Friday, December 12, 2008

Missy Higgins sings for the Kimberley

Article from: The Australian

http://www.theaustralian.news.com.au/story/0,25197,24789726-16947,00.html

AUSTRALIAN pop star Missy Higgins has given an internet-only performance from her new home town of Broome to highlight the threat to the Kimberley region from industrialisation.

Iain Shedden, Music writer | December 12, 2008

The award-winning singer from Sydney moved to Broome a year ago and says her new environment has inspired her songwriting.

Higgins, 25, wrote half of her second album, On A Clear Night, in her adopted home town.

``I know that there are plans for some serious industrialisation up in the Kimberley coast,'' she says in the seven-minute film clip.

On Thursday 500 local residents attended a Save the Kimberley rally in Broome to protest against WA premier Colin Barnett's proposals for the compulsory purchase of land in the Kimberley region for industrial development.

The previous day, Mr Barnett revealed to local business leaders his plan to forcibly acquire land from Aboriginal people in the Kimberley that would provide the site for a gas-processing precinct.

``We can't just let the oil and the gas companies come and destroy this beautiful land," Higgins says. "This is a criminal thing to do to this part of the country.
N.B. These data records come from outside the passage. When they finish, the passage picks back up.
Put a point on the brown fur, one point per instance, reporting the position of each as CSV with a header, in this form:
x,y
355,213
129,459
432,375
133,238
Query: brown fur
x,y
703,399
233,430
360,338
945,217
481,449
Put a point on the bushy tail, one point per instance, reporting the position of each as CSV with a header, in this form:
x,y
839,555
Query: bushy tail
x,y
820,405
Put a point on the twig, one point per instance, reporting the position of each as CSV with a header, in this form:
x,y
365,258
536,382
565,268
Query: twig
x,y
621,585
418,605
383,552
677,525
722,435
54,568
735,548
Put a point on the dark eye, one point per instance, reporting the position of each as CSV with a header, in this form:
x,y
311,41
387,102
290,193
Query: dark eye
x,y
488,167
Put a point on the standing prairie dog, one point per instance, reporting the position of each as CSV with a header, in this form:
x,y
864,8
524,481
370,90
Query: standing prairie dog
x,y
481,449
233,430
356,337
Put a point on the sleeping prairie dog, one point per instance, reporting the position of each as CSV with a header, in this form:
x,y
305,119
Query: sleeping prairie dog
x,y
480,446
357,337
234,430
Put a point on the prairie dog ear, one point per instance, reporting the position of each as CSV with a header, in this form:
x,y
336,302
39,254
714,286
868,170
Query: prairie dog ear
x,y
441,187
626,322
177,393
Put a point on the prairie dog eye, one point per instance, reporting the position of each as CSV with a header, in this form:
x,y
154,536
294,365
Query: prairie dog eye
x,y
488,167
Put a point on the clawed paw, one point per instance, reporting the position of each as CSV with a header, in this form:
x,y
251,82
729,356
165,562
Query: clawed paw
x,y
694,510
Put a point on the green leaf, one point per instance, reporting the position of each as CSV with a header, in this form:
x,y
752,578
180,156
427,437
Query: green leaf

It's just wrong.''

The clip also shows Higgins making her first public performance in Broome, singing her song Going North at a local bar.

She explains that the song is about going to Broome and also about standing up for what you believe in.

``The Kimberley has something really powerful and special about it,'' Higgins says.

``It gets under your skin. I felt a connection there to my country that I didn't feel in the city.

``It has taught me a real respect for the land and for my country that I never really apppreciated before.''

Higgins, who left Australia this week to perform in the US, has been expanding her career while in Broome.

She is one of the musicians with an acting role in director Rachael Perkins's film Bran Nue Day (should be Dae).

The feature film, starring Geoffrey Rush, Deborah Mailman and Tom Budge, is being shot in and around the town.

As Redhand has said before, there are around 34,000 people who live in the Kimberley, 15,000 who live in Broome and less than 2,000 who live on the Dampier Peninsula where North Head and James Price Point are located. We need help from around Australia and from around the world to protest the Western Australian State Government's planned compulsory acquisition of land for an LNG gas hub/precinct which will cause vast environmental damage and social dislocation of community.

Support from more people like Missy Higgins is needed - and appreciated.